The residents apply the paint twice a year. We came across ladies who were hard at work, tourists gathered around them to watch.
If they don’t make the effort, in a climate of fog, rain or snow, nature will take its toll. The paint will flake off, algae and mildew will take over.
Located on the foothills of the Rif Mountains, it’s not unexpected that walkways and alleys of Chefchaouen are sloped. The steepest grades are traversed by stairs. Surfaces of rocks filled in with cement were made by captured Portuguese sailors who were attacking the seacoasts of Morocco.
Because the pathways are not in a grid pattern, it’s hard to make any sense of their arrangement. Even wandering through the medina close to our riad got us briefly lost until we stumbled on the main road.

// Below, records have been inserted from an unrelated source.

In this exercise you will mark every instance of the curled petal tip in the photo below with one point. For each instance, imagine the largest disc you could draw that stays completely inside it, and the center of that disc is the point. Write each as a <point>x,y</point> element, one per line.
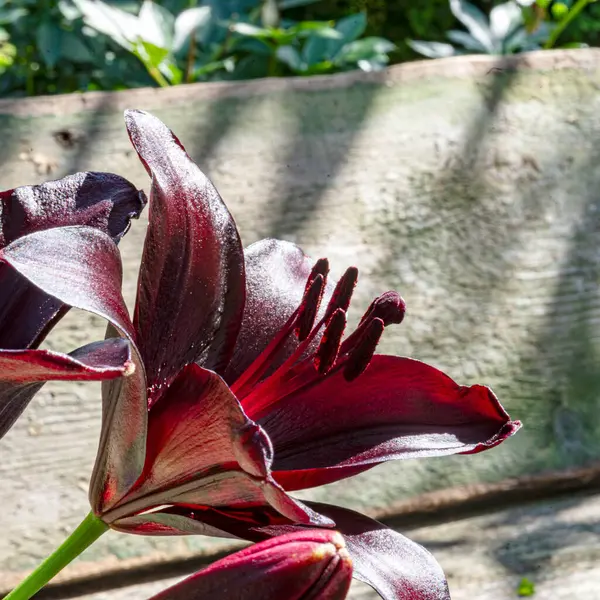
<point>305,564</point>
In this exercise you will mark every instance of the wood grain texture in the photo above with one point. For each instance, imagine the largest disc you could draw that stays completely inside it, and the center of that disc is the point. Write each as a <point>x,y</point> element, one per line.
<point>470,185</point>
<point>554,544</point>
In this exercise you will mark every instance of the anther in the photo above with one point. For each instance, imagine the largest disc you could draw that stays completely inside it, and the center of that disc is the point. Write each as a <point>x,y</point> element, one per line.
<point>342,294</point>
<point>329,347</point>
<point>321,267</point>
<point>310,307</point>
<point>361,355</point>
<point>389,307</point>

This is the outer Chefchaouen. To get a better understanding of its soul, we took two personalized guided tours.
The first one, led by Mohammed, took us into the hillsides that surround the city. Here I could better see the topography, rocky and surrounded by mountain, better able to defend itself against foreign invasion. As we climbed the trails, a fog was lifting, a common weather phenomenon.
Soon, we arrived at the Spanish Mosque that was built by the Spanish colonialists in the 1920s for the benefit of the locals. But the people wanted nothing to do with this carrot and never used it. Today, the site is popular for its spectacular view of the town.

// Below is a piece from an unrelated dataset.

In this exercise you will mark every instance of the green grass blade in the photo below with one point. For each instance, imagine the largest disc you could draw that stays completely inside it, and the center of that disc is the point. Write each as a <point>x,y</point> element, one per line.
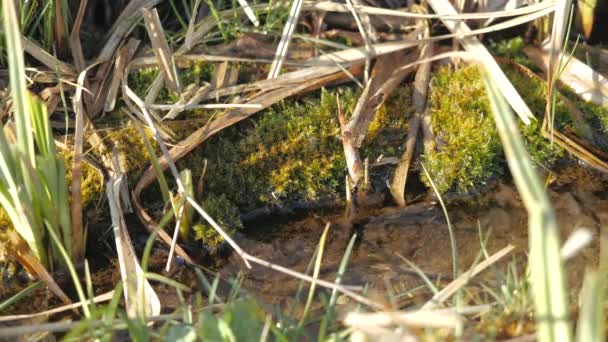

All over, the hills were covered with agave and prickly pear cactus, to me an odd juxtaposition with olive trees. All these are used by the local people. It was surprising to me that all kinds of cured olives are served at virtually every meal, including breakfast, and it’s not uncommon to see bottles of oil at restaurant tables to be used as condiment. We even passed an old, still-used stone mill composed of a bowl-like basin and a giant round millstone that is pulled via axle by donkeys in a circle.

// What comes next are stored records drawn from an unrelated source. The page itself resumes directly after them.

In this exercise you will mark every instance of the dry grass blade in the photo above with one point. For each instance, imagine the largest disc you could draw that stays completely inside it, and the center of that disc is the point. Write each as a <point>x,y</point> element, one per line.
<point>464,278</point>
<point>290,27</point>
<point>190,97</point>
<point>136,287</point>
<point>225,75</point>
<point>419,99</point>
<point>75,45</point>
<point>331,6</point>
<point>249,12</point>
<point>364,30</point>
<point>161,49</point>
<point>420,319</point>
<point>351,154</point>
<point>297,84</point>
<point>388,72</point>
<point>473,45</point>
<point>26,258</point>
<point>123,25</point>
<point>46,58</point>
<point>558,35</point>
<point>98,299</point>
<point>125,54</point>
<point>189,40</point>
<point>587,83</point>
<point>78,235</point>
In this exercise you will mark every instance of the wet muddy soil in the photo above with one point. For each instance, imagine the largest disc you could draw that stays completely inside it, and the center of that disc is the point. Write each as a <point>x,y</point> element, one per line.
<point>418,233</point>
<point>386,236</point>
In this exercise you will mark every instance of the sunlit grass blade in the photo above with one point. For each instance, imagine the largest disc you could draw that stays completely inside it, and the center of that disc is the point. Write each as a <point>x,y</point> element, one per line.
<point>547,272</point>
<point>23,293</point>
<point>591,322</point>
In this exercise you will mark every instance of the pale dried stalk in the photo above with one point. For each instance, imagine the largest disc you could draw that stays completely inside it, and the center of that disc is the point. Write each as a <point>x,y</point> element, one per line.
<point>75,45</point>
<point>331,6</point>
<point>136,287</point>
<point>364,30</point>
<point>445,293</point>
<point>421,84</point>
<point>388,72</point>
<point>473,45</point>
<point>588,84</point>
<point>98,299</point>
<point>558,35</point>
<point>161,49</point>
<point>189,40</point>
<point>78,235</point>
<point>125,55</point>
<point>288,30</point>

Sharing the trail with us today were women who were carrying down bottles of goat milk on their backs to sell in town and marathon runners who somehow managed not to fall down on the rocky surfaces made wet by fog.
The second tour was historical in content. Abdul Salaam seemed like an unlikely guide, wearing a soft white djellabah, white fez and saffron-colored babooshes and looking to be at least in his late seventies with a stentorian voice that could easily be heard by a hundred people. He described architectural elements in the medina and educated us in another form of Islam, Sufism, which is more mystical and loathed by extremists.
There are 14 zaouias (religious schools) in Chefchaouen. Abdul also took us to a structure with a communal oven where women can bring their unbaked items which the baker will slide into a wood-fired oven on trays. Most households in the medina don’t have an oven.
Regardless of how it got its blue paint job, Chefchaouen is drawing more tourists than ever before. Like struggling communities everywhere, tourism is a boon to the economy, which will likely change its quaint character forever. Foreigners on motorcycles now roar down the narrow streets where only feet trod before and younger Moroccans from out-of-town beat drums and sing and dance loudly, annoying the locals. This is a shame because Chefchaouen is the most beautiful of towns, possibly the most beautiful in all of Morocco.